Location
- 1051 Arlene Avenue Pontiac, Michigan 48340 United States 42°40′2″N 83°16′8″W﻿ / ﻿42.66722°N 83.26889°W

Information
- Type: Public High school
- Established: Originally established in 1849; 177 years ago. Reestablished in 2009; 17 years ago.
- School district: School District of the City of Pontiac
- Teaching staff: 52.57 (FTE)
- Grades: 9–12
- Gender: Co-ed
- Enrollment: 942 (2023–2024)
- Student to teacher ratio: 17.92
- Colors: Purple Silver Black
- Athletics conference: Oakland Activities Association
- Nickname: Phoenix
- Website: pontiachigh.pontiacschools.org

= Pontiac High School (Michigan) =

Public high school in Pontiac, Michigan, United States

Pontiac High School (PHS) is a public high school in Pontiac, Michigan, United States. It was formed and reestablished in 2009 from the consolidation of Pontiac Central High School and Pontiac Northern High School. The school occupies the former Pontiac Northern building.

==History==
Pontiac High School was established in 1849. When Pontiac Northern High School was established in 1958, Pontiac High School was renamed Pontiac Central High School.

In 2009, Pontiac Central High School and Pontiac Northern High School consolidated and Pontiac High School was reestablished.
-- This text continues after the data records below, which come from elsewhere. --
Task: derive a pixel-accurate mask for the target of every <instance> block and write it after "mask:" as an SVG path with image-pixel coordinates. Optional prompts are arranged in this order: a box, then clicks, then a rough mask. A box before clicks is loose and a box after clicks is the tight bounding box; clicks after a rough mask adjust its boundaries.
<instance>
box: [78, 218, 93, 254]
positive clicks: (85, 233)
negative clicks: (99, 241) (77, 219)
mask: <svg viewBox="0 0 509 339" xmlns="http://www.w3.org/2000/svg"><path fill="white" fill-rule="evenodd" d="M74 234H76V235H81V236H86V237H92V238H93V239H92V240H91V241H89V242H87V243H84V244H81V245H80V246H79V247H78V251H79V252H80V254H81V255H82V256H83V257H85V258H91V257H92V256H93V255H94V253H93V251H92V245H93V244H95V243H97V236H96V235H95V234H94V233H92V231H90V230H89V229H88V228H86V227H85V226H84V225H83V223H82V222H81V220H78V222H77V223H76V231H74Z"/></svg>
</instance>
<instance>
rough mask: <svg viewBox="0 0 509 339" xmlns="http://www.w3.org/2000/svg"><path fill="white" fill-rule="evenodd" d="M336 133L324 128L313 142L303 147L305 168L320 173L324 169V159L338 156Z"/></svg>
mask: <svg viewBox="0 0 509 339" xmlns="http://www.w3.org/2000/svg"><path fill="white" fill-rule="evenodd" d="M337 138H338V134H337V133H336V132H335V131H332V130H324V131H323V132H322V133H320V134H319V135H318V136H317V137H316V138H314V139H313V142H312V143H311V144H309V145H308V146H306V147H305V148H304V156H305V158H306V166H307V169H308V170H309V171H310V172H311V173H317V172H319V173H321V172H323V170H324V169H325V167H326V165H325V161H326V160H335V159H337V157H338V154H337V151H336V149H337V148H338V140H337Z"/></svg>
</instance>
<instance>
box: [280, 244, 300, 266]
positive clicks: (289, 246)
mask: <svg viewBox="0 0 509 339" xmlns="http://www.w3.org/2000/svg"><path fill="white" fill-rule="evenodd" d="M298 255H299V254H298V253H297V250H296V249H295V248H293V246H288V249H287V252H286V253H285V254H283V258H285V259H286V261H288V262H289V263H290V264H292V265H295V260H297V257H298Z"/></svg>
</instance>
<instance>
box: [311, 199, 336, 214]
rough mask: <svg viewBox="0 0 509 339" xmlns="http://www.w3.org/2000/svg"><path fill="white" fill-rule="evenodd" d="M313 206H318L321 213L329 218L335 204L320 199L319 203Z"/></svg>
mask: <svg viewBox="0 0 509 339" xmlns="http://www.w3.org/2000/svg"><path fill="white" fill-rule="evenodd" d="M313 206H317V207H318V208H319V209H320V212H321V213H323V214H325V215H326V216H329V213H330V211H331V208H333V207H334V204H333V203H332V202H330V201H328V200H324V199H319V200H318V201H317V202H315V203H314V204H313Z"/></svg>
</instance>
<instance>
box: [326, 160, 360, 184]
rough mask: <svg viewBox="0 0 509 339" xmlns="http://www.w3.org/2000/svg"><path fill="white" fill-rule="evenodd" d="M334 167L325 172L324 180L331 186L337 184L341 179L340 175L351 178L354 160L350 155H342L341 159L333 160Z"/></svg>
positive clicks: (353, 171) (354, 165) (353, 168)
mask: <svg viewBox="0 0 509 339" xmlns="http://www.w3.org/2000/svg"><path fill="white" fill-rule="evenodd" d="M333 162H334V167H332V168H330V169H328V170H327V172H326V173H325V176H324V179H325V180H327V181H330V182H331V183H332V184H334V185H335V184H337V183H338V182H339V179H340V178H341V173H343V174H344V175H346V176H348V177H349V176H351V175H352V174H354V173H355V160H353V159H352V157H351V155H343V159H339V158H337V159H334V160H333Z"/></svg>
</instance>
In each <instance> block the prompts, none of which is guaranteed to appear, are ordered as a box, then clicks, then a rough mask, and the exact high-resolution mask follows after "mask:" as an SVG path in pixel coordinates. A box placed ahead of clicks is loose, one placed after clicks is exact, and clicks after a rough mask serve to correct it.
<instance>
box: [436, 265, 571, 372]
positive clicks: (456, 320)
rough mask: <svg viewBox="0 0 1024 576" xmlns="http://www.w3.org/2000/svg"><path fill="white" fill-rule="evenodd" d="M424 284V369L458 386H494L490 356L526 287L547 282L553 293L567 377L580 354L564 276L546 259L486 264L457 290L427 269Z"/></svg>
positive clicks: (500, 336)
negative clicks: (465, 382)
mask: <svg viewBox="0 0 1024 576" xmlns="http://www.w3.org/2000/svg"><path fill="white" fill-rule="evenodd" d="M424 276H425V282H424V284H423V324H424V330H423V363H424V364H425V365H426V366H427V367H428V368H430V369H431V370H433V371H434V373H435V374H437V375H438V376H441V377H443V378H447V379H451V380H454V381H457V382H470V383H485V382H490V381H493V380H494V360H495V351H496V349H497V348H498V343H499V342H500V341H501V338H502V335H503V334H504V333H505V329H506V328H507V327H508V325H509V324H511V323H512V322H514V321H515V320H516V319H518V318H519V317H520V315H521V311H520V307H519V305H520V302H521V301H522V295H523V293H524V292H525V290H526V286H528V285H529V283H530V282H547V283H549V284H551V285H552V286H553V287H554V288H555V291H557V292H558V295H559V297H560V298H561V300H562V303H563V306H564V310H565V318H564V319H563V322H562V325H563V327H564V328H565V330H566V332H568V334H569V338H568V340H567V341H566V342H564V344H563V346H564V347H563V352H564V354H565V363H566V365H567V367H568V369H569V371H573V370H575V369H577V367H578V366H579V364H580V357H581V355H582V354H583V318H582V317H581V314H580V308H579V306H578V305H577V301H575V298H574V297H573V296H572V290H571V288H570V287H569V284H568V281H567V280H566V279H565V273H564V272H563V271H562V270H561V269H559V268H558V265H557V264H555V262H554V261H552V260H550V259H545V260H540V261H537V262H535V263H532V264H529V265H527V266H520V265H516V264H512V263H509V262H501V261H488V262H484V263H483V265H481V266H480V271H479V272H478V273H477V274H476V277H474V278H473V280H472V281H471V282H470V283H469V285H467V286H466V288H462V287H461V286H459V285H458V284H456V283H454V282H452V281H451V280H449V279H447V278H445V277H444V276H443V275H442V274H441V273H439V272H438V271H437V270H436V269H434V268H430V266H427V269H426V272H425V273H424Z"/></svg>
Pontiac High School occupies the former Pontiac Northern High School building.

The name of Pontiac High School's athletic teams is the Phoenix to signify Pontiac High as a new school, risen from the ashes, as in the legend of the Phoenix.

The nonprofit organization Great Lakes Education Project suggested in 2013 that Pontiac High be closed. By 2017 the Michigan State School Reform Office considered closing the school; in response parents, school district employees, and others in the area attended a rally protesting against the movement to close the school.